Sunday, February 24, 2013

Earthquakes in Netherlands

In the Netherlands we have Natural Gas. Unfortunately winning this gas seems to cause some quakes. As quakes go, they are not strong. However, our buildings are not made to resist quakes, before 1986 they were unheard of, so there is some damage. It is now predicted they could get stronger and more frequent. This caused a bit of a stir in the Netherlands and I wondered if I could display the data so I can understand the quakes a bit better.

Reading the data

The source of the data is knmi.nl. I found a spreadsheet with data upto 28 January 2013 called geinduceerde-bevingen-nl.pdf. The data would not convert very well in calibre, but after zooming out, I could ctrl-A, ctrl-C it from Adobe into notepad. As so often, a bit of post processing is needed. These days I tend to do that in R.
library(ggplot2)
# read as lines of text for processing
Datain <- readLines('aardbeving.txt')
head(Datain)
[1] "Geïnduceerde aardbevingen in Nederland"                             
[2] "YYMMDD TIME LOCATION LAT LON X_RD Y_RD INT MAG.DEPTH"               
[3] "19861226 074751.00 Assen 52.992 6.548 232,924 556,587 4.5 2.8 1.0"  
[4] "19871214 204951.05 Hooghalen 52.928 6.552 233,266 549,537 4 2.5 1.5"
[5] "19891201 200914.35 Purmerend 52.529 4.971 126,697 504,593 5 2.7 1.2"
[6] "19910215 021116.54 Emmen 52.771 6.914 257,992 532,491 3.5 2.2 3.0"  
Although not clear from this head, it seems there are a number of problems running this through read.table().

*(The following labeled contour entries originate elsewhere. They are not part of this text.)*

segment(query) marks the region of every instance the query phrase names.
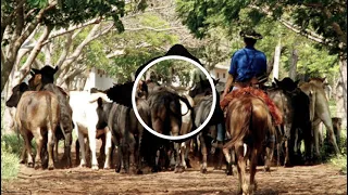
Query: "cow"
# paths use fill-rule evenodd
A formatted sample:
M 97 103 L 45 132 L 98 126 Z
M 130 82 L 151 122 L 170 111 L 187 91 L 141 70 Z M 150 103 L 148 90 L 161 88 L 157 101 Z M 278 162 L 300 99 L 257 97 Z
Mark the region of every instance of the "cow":
M 310 120 L 312 122 L 312 131 L 314 134 L 314 146 L 315 146 L 315 155 L 320 157 L 319 151 L 319 125 L 321 121 L 326 127 L 327 134 L 330 136 L 330 142 L 333 144 L 336 155 L 338 155 L 339 148 L 336 143 L 336 138 L 333 129 L 333 122 L 331 119 L 328 101 L 325 96 L 324 91 L 324 79 L 321 78 L 312 78 L 309 82 L 303 82 L 299 86 L 299 88 L 309 96 L 310 99 Z
M 219 79 L 215 80 L 213 79 L 213 83 L 216 84 L 219 82 Z M 214 113 L 210 121 L 208 122 L 207 127 L 202 129 L 202 131 L 198 134 L 197 141 L 198 141 L 198 146 L 200 146 L 200 152 L 201 152 L 201 172 L 207 173 L 207 167 L 208 167 L 208 147 L 210 145 L 210 141 L 212 139 L 216 138 L 216 125 L 224 122 L 224 116 L 223 112 L 221 110 L 219 106 L 220 102 L 220 95 L 216 93 L 216 104 Z M 194 109 L 194 125 L 196 127 L 201 126 L 201 123 L 204 122 L 207 119 L 209 112 L 211 109 L 212 105 L 212 89 L 210 86 L 210 82 L 208 79 L 206 80 L 200 80 L 200 82 L 196 83 L 190 90 L 189 90 L 189 95 L 194 99 L 195 103 L 195 109 Z M 213 150 L 213 148 L 212 148 Z M 221 151 L 220 151 L 221 152 Z M 221 152 L 222 153 L 222 152 Z M 220 155 L 222 156 L 222 155 Z M 227 172 L 227 174 L 229 174 Z
M 298 80 L 294 81 L 289 77 L 283 80 L 275 79 L 275 89 L 269 92 L 270 98 L 275 102 L 278 109 L 284 114 L 285 129 L 284 138 L 287 142 L 285 154 L 285 167 L 298 164 L 300 155 L 301 140 L 304 140 L 306 164 L 311 164 L 311 122 L 310 122 L 310 100 L 297 86 Z M 297 154 L 297 155 L 295 155 Z M 297 157 L 297 158 L 295 158 Z
M 12 92 L 13 94 L 5 104 L 9 107 L 16 107 L 15 126 L 25 142 L 21 157 L 22 161 L 24 161 L 26 153 L 28 167 L 34 166 L 30 141 L 35 138 L 37 145 L 35 168 L 41 168 L 41 152 L 45 150 L 44 144 L 47 136 L 48 169 L 54 169 L 54 133 L 60 120 L 58 96 L 49 91 L 29 91 L 29 87 L 25 82 L 15 86 Z
M 80 167 L 86 167 L 86 150 L 84 139 L 88 136 L 89 147 L 91 151 L 91 168 L 98 170 L 98 160 L 96 154 L 96 138 L 98 123 L 98 99 L 101 98 L 107 102 L 111 102 L 104 93 L 89 93 L 88 91 L 70 91 L 69 104 L 73 109 L 73 122 L 75 125 L 75 133 L 82 152 Z M 111 132 L 108 127 L 103 129 L 105 134 L 105 161 L 104 169 L 110 169 L 111 155 Z M 79 155 L 79 154 L 76 154 Z
M 227 94 L 229 95 L 229 94 Z M 226 98 L 227 98 L 226 95 Z M 234 150 L 238 169 L 238 193 L 252 194 L 257 190 L 254 174 L 258 156 L 266 136 L 274 134 L 272 115 L 261 90 L 243 88 L 231 93 L 227 104 L 226 128 L 232 140 L 224 144 L 223 152 L 231 164 L 229 150 Z M 226 99 L 225 98 L 225 99 Z M 225 107 L 226 105 L 222 105 Z M 250 160 L 250 179 L 246 177 L 246 162 Z
M 52 68 L 46 65 L 41 69 L 33 68 L 30 70 L 32 78 L 29 80 L 29 88 L 35 91 L 50 91 L 58 96 L 60 105 L 60 121 L 59 128 L 55 131 L 55 158 L 58 159 L 58 142 L 59 140 L 64 140 L 64 155 L 63 160 L 67 162 L 67 167 L 72 166 L 71 159 L 71 145 L 72 145 L 72 132 L 74 129 L 74 123 L 72 121 L 73 110 L 69 105 L 69 95 L 60 87 L 53 83 L 53 76 L 57 73 L 58 67 Z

The worst are; each page of the .pdf contains a header, LOCATION can contain a space, INT may be missing, MAG.DEPTH is actually two variables.
#print notes, then remove them
grep('^YYMMDD|Ge|[[:digit:]]{8}',Datain,invert=TRUE,value=TRUE)
[1] "www.knmi.nl"  
[2] "Any use of this material [text, illustrations, graphics] is only permitted when the source www.knmi.nl is acknowledged."
Datain <- grep('^(YYMMDD|[[:digit:]]{8})',Datain,value=TRUE)
#column header is repeated. remove all but first
header <- which(Datain ==Datain[1])
Datain <- Datain[-header[-1]]
# Quote around location names
Datain <- gsub('([[:digit:]]) ([[:alpha:]\'])','\\1 "\\2',Datain,fixed=FALSE)
Datain <- gsub('([[:alpha:]() ]) ([[:digit:]])','\\1" \\2',Datain,fixed=FALSE)
#quote around INT, so it can be read even if it is absent
Datain <- gsub('([[:digit:]]{2,3},[[:digit:]]{3} [[:digit:]]{3},[[:digit:]]{3} )','\\1" ',Datain,fixed=FALSE)
Datain <- gsub('( -?[[:digit:]]*\\.[[:digit:]]* [[:digit:]]*\\.[[:digit:]]*$)',' "\\1',Datain,fixed=FALSE)
# remove one occurence 'not yet known'
Datain <- grep('Nog niet bekend',Datain,value=TRUE,invert=TRUE)
# and split the last two words
Datain <- gsub('MAG.DEPTH','Mag Depth',Datain,fixed=TRUE )
# now read into a dataframe
r1 <- read.table(textConnection(Datain),header=TRUE,
colClasses=c(c('character','character'),rep(NA,8)))
To use the data, I need a proper data-time variable. My interest is limited to Groningen and Drente, so some data is removed. The projection into a map I stole from another blog (rpsychologist.com) and updated for a newer version of ggplot2.
r1$DTC <- as.POSIXct(paste(r1$YYMMDD,r1$TIME),format='%Y%m%d %H%M%S')
r1 <- r1[order(r1$DTC),]
# calc time between Quakes and limit region
r1$diftime <- c(NA,diff(r1$DTC))/3600/24
ylim <- c(52.825,53.5)
xlim <- c(6.3,7.2)
# prepare for plot in map
# source: http://rpsychologist.com/parsing-data-from-a-text-file-and-plotting-where-people-live-using-ggplot2-and-openstreetmaps/
Sys.setenv(NOAWT=1) #call this before loading OpenStreetMap
library(OpenStreetMap)
r1 <- cbind(r1,projectMercator(r1$LAT,r1$LON))
r2 <- r1[r1$LAT>min(ylim) & r1$LON>min(xlim),]

How often?

The first question is: how often are these quakes? I have been using time between quakes as a measure. Since there are loads of quakes, a loess smoothed line is added. I did not use the ggplot2 function for this as I wanted to restrict my axes and that affects the smoother. As a bonus the colour represents magnitude. Nothing much happens in magnitude. KNMI writes (in Dutch) There is an increase in quakes since 2002. I have the feeling it is increasing more and more, but they are restricting in strength categories, so that may explain the difference. I do feel sorry for people having these quakes ever so often and apparently this will continue.
# how often?
lo1 <- loess(diftime ~ as.numeric(DTC),data=r2[-1,] )
lo2 <- loess(Mag ~ as.numeric(DTC),data=r2[-1,] )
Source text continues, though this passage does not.